Release Highlights
This section will detail the major new capabilities and user-requested updates in the latest release.
Major New Capabilities
- Enhance collaboration through expanded Git support, such as branching, merging, diffs, and finer-grained control for commits and gitignore.
- Create complex applications and workflows with multicontainer environments through Docker Compose support.
- Simple, fast, and secure rapid prototyping with application sharing with single-user URLs.
User Requested Updates
- Dark mode for the Desktop App
- Improved installation on localized versions of Windows
Expanded Git Support
Previously, AI Workbench supported only single, monolithic commits on the main branch. Users had to manage branches and merges manually, and this created various types of confusion, especially around resolving merge conflicts. Now, users can manage branches, merges, and conflicts directly in the Desktop App and the CLI. In addition, they can see and triage individual file diffs for commits. The UI is built to work seamlessly with manual Git operations and will update to reflect relevant changes.

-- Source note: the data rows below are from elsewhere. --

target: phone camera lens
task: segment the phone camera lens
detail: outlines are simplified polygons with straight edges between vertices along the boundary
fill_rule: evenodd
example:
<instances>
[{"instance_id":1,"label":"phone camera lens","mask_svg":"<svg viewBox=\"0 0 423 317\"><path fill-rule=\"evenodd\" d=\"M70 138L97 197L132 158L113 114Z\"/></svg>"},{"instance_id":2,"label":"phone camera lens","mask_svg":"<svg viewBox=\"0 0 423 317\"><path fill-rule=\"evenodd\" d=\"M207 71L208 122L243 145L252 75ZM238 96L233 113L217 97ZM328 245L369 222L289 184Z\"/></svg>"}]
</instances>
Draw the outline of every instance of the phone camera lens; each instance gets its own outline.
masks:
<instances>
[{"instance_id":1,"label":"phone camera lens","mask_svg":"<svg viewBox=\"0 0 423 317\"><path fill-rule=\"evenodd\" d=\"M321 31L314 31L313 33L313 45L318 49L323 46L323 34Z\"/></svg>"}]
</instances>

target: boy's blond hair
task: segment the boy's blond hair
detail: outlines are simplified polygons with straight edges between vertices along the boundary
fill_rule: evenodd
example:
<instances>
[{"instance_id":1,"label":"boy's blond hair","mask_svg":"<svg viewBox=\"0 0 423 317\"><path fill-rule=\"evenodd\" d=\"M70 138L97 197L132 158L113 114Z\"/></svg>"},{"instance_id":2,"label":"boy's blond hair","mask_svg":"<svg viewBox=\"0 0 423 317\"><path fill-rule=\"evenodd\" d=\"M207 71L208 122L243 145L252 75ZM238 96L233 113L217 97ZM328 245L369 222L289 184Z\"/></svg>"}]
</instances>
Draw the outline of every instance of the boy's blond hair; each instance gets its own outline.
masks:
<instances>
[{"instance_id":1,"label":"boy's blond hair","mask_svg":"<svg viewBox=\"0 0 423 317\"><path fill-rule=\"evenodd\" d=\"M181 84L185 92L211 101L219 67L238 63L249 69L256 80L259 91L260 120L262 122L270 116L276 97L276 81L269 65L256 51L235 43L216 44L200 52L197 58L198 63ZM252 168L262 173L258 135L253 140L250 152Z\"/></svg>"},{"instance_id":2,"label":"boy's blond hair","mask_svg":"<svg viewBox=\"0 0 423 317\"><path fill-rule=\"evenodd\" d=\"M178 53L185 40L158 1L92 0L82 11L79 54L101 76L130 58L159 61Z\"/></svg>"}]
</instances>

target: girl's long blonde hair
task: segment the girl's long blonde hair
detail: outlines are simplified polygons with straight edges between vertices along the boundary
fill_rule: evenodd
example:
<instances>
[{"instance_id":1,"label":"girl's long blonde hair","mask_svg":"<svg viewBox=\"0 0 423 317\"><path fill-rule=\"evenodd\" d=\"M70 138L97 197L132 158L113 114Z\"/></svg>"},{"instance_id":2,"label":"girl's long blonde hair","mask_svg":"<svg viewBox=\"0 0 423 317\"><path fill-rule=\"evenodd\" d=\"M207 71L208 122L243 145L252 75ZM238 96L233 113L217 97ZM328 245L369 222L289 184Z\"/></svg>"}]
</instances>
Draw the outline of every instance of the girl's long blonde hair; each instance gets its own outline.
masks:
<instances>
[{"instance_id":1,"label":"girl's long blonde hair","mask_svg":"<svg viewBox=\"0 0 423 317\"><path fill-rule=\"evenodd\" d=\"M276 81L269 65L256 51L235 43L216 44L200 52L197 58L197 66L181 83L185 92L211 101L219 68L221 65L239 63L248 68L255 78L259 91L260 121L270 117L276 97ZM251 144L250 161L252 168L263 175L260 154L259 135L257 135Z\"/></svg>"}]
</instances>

Multicontainer Support with Docker Compose Stacks
AI Workbench now supports Docker Compose. Users can work with multicontainer applications and workflows with the same ease of configuration, reproducibility, and portability that AI Workbench provides for single-container environments.
Dark Mode and Localized Windows Installation
Many users requested a dark mode option because it’s easier on the eyes. It’s now available and can be selected through the Settings window that is now available directly from within the Desktop App. Learn more about how dark mode works.
New AI Workbench Projects
This release introduces new example projects designed to jumpstart your AI development journey, detailed below.
Multimodal Virtual Assistant Example Project
This project enables users to build their own virtual assistant using a multimodal retrieval-augmented generation (RAG) pipeline with fallback to web search. Users can interact with two RAG-based applications to learn more about AI Workbench, converse with the user documentation, troubleshoot their own installation, or even focus the RAG pipeline to their own, custom product.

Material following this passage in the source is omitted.